His voice is so extraordinary, even after almost 100 years it touches my heart so powerfully. Jimmie never recorded a bad track. Like Hank Williams who came 20 years after him, they were one-off, freak talents.


Jimmie Rodgers, the Father of Country Music, one of the first 3 inductees (along with Hank Williams and Fred Rose) into the Country Music Hall of Fame

Red Bae


Daisy Flowers

What a treat to hear an original recording by Jimmie Rodgers. Wow, 1928!

Cynthia Baxter

You can thank Ralph peer

Robert Wheeler

I didn't come across any negative comments --- Everything about the song withstands the test of time --- 90 years later its still great.
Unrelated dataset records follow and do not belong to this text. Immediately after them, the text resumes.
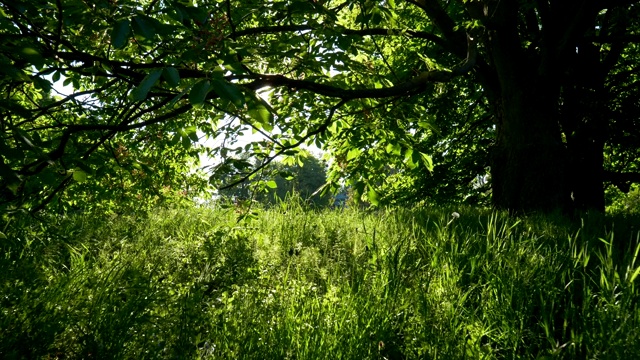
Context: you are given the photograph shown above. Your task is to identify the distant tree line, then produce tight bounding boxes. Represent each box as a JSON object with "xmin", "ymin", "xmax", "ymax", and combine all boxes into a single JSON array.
[{"xmin": 219, "ymin": 150, "xmax": 333, "ymax": 208}]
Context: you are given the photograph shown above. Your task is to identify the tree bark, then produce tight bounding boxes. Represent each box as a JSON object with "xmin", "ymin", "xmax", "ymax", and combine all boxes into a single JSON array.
[
  {"xmin": 562, "ymin": 82, "xmax": 607, "ymax": 212},
  {"xmin": 559, "ymin": 37, "xmax": 611, "ymax": 212},
  {"xmin": 491, "ymin": 83, "xmax": 570, "ymax": 213},
  {"xmin": 486, "ymin": 4, "xmax": 570, "ymax": 213}
]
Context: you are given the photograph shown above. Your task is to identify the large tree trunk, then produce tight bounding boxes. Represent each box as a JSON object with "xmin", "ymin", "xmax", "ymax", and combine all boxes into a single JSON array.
[
  {"xmin": 487, "ymin": 6, "xmax": 570, "ymax": 213},
  {"xmin": 475, "ymin": 1, "xmax": 608, "ymax": 213},
  {"xmin": 563, "ymin": 88, "xmax": 607, "ymax": 212},
  {"xmin": 491, "ymin": 78, "xmax": 607, "ymax": 213},
  {"xmin": 566, "ymin": 133, "xmax": 605, "ymax": 212},
  {"xmin": 491, "ymin": 81, "xmax": 570, "ymax": 213},
  {"xmin": 561, "ymin": 41, "xmax": 609, "ymax": 212}
]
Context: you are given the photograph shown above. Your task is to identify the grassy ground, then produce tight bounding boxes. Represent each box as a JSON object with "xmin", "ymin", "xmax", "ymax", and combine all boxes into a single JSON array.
[{"xmin": 1, "ymin": 201, "xmax": 640, "ymax": 359}]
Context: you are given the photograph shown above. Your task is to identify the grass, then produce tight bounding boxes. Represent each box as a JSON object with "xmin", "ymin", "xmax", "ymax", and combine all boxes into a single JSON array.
[{"xmin": 1, "ymin": 201, "xmax": 640, "ymax": 359}]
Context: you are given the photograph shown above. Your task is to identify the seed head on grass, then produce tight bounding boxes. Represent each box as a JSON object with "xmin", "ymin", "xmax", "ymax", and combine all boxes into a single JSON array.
[{"xmin": 446, "ymin": 212, "xmax": 460, "ymax": 227}]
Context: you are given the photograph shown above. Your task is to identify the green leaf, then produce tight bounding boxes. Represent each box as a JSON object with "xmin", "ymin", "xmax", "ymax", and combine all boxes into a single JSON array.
[
  {"xmin": 0, "ymin": 231, "xmax": 6, "ymax": 239},
  {"xmin": 182, "ymin": 5, "xmax": 209, "ymax": 23},
  {"xmin": 367, "ymin": 186, "xmax": 380, "ymax": 206},
  {"xmin": 185, "ymin": 125, "xmax": 199, "ymax": 142},
  {"xmin": 347, "ymin": 148, "xmax": 360, "ymax": 160},
  {"xmin": 266, "ymin": 180, "xmax": 277, "ymax": 189},
  {"xmin": 74, "ymin": 161, "xmax": 94, "ymax": 175},
  {"xmin": 279, "ymin": 171, "xmax": 295, "ymax": 180},
  {"xmin": 211, "ymin": 79, "xmax": 245, "ymax": 108},
  {"xmin": 72, "ymin": 168, "xmax": 88, "ymax": 182},
  {"xmin": 162, "ymin": 67, "xmax": 180, "ymax": 87},
  {"xmin": 32, "ymin": 76, "xmax": 52, "ymax": 92},
  {"xmin": 420, "ymin": 152, "xmax": 434, "ymax": 171},
  {"xmin": 0, "ymin": 158, "xmax": 21, "ymax": 185},
  {"xmin": 21, "ymin": 47, "xmax": 44, "ymax": 68},
  {"xmin": 132, "ymin": 15, "xmax": 156, "ymax": 40},
  {"xmin": 189, "ymin": 80, "xmax": 211, "ymax": 106},
  {"xmin": 418, "ymin": 120, "xmax": 440, "ymax": 135},
  {"xmin": 404, "ymin": 148, "xmax": 417, "ymax": 169},
  {"xmin": 169, "ymin": 87, "xmax": 189, "ymax": 107},
  {"xmin": 247, "ymin": 103, "xmax": 273, "ymax": 125},
  {"xmin": 131, "ymin": 70, "xmax": 162, "ymax": 101},
  {"xmin": 12, "ymin": 126, "xmax": 36, "ymax": 149},
  {"xmin": 111, "ymin": 19, "xmax": 131, "ymax": 49},
  {"xmin": 385, "ymin": 143, "xmax": 402, "ymax": 155}
]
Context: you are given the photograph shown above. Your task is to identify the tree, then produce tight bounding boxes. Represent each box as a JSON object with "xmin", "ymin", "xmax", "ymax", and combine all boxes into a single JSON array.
[
  {"xmin": 218, "ymin": 150, "xmax": 332, "ymax": 207},
  {"xmin": 261, "ymin": 150, "xmax": 332, "ymax": 207},
  {"xmin": 1, "ymin": 0, "xmax": 640, "ymax": 214}
]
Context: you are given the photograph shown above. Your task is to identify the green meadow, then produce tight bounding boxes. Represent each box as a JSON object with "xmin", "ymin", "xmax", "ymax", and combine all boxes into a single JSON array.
[{"xmin": 2, "ymin": 202, "xmax": 639, "ymax": 359}]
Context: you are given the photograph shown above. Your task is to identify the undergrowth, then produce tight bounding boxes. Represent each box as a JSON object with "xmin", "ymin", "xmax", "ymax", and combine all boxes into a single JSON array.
[{"xmin": 1, "ymin": 202, "xmax": 640, "ymax": 359}]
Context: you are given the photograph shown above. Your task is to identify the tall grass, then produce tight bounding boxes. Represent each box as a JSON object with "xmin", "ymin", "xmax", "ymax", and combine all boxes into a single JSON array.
[{"xmin": 1, "ymin": 202, "xmax": 639, "ymax": 359}]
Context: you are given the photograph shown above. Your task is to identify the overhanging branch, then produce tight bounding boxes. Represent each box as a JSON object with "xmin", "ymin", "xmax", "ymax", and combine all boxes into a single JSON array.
[
  {"xmin": 231, "ymin": 25, "xmax": 447, "ymax": 48},
  {"xmin": 218, "ymin": 99, "xmax": 348, "ymax": 191},
  {"xmin": 243, "ymin": 33, "xmax": 476, "ymax": 99}
]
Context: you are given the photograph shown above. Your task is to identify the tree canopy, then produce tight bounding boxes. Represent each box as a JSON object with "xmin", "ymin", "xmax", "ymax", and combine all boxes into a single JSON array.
[{"xmin": 1, "ymin": 0, "xmax": 640, "ymax": 215}]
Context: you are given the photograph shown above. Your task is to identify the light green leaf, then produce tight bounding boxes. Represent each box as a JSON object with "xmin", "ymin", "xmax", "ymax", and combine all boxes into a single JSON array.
[
  {"xmin": 73, "ymin": 168, "xmax": 88, "ymax": 182},
  {"xmin": 111, "ymin": 19, "xmax": 130, "ymax": 49},
  {"xmin": 347, "ymin": 148, "xmax": 360, "ymax": 160},
  {"xmin": 185, "ymin": 125, "xmax": 199, "ymax": 142},
  {"xmin": 74, "ymin": 161, "xmax": 94, "ymax": 175},
  {"xmin": 279, "ymin": 171, "xmax": 295, "ymax": 180},
  {"xmin": 367, "ymin": 186, "xmax": 380, "ymax": 206},
  {"xmin": 385, "ymin": 143, "xmax": 402, "ymax": 155},
  {"xmin": 404, "ymin": 148, "xmax": 417, "ymax": 168},
  {"xmin": 163, "ymin": 67, "xmax": 180, "ymax": 87},
  {"xmin": 211, "ymin": 79, "xmax": 245, "ymax": 108},
  {"xmin": 418, "ymin": 120, "xmax": 440, "ymax": 135},
  {"xmin": 0, "ymin": 231, "xmax": 6, "ymax": 239},
  {"xmin": 189, "ymin": 80, "xmax": 211, "ymax": 106},
  {"xmin": 131, "ymin": 70, "xmax": 162, "ymax": 101},
  {"xmin": 247, "ymin": 103, "xmax": 272, "ymax": 125},
  {"xmin": 420, "ymin": 152, "xmax": 434, "ymax": 171},
  {"xmin": 266, "ymin": 180, "xmax": 278, "ymax": 189}
]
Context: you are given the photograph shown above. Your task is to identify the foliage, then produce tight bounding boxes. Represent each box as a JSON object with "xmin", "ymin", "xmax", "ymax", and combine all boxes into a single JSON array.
[
  {"xmin": 266, "ymin": 151, "xmax": 331, "ymax": 207},
  {"xmin": 2, "ymin": 203, "xmax": 640, "ymax": 358},
  {"xmin": 221, "ymin": 150, "xmax": 332, "ymax": 207},
  {"xmin": 606, "ymin": 183, "xmax": 640, "ymax": 214},
  {"xmin": 1, "ymin": 0, "xmax": 640, "ymax": 214}
]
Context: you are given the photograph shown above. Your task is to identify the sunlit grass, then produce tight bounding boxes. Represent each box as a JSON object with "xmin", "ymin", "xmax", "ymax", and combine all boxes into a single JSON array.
[{"xmin": 2, "ymin": 202, "xmax": 640, "ymax": 358}]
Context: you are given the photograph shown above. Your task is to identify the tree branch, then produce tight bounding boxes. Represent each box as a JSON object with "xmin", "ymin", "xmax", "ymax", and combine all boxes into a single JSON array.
[
  {"xmin": 405, "ymin": 0, "xmax": 467, "ymax": 56},
  {"xmin": 30, "ymin": 175, "xmax": 72, "ymax": 214},
  {"xmin": 231, "ymin": 25, "xmax": 446, "ymax": 47},
  {"xmin": 243, "ymin": 33, "xmax": 476, "ymax": 98},
  {"xmin": 54, "ymin": 0, "xmax": 63, "ymax": 52},
  {"xmin": 218, "ymin": 99, "xmax": 347, "ymax": 191}
]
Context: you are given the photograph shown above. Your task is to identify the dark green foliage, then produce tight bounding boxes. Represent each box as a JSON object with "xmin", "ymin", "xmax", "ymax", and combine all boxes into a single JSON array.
[
  {"xmin": 259, "ymin": 151, "xmax": 332, "ymax": 208},
  {"xmin": 4, "ymin": 0, "xmax": 639, "ymax": 214}
]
Also when you listen to some top performers covering it you realize how good he is: there are a few decent versions but only one Jimmie Rogers.

Charles Greenberg

Love Jimmy Rodgers. He was a master of "cowboy bars" or beat dropping. Turning a 4/4 bar into 2/4 was one of his ingratiating traits. How cool was it when he recorded a blues with Louie Armstrong in 1929 with 12.5 to 13 bar choruses.


Thank you, I knew something was different about the timing. I didn’t know if it was his playing or phrasing of the melody.


only 1910s kids will remember this classic.